Bla bla bla. Money. Bla bla

An effective way of making someone stop listening is to use complex terminology,  making things sound unnecessarily more difficult than they really are.

Many financial terms sound a lot harder than they actually are. Try these for example: Financial return, Compound Interest, and risk appetite.

Changing things and ask questions, is a lot easier when you feel comfortable enough to learn more. It all starts with the basics. And remember, it sounds a lot harder than it actually is.

There are two easy ways to avoid feeling intimidated by things you at first don’t understand. First - ask. Second - Learn.


Here are 3 concepts, that are pretty common when within the financial language:

  1. Financial return

  2. Compound Interest

  3. Investment company

1. Financial Return:

  • What you earn from an investment.

  • For example, when you buy shares in a company, and later the value of those shares go up, the money you first invested will be worth more than when you invested them.

    Your financial return would therefore be positive (yah!). But it could go the other way, where the share value goes down below your original investment. Your financial return would then be negative (boo!).
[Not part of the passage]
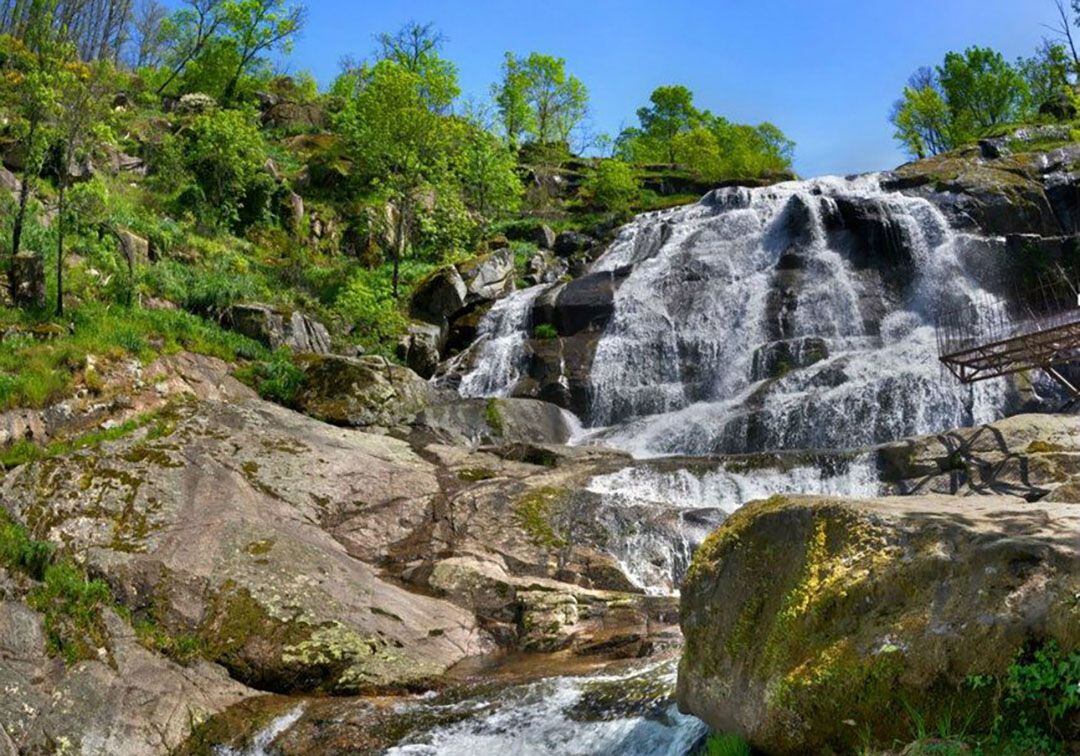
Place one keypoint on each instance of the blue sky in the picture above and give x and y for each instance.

  • The return on shares is not predetermined and vary depending on company performance, but not always. Sometimes share value can go up even if a company seems to be doing poorly, and vice versa.

2. Compound Interest:

Nice stuff and this is how it works:

  1. You save money and get interest from the bank and your money increases.

  2. Because your original money saved has earned interest now added on top of it, the amount of money earned in the future from interest goes up even more.

  3. This means that the more you save, the more money you will gain from interest.

    For example; €10 * 12% interest = a new balance in your account of €11,20.

    Then €11,20 *12% = a new balance in your account of €12.54. And this will continue on like this, provided you are in the right type of account. Easy right?

3. Risk appetite:

  • All this means is how much risk are you willing to take in order to achieve a potential financial return from a specific investment.

  • Any investment can be lost, however all savings accounts are protected by the government up to a certain amount. But if you want to invest in shares and stocks, you must be comfortable with potentially losing everything. And hence your risk appetite will be determined.

  • Usually higher risk means higher potential interest gained, and the opposite is true when you begin to lower your risk appetite.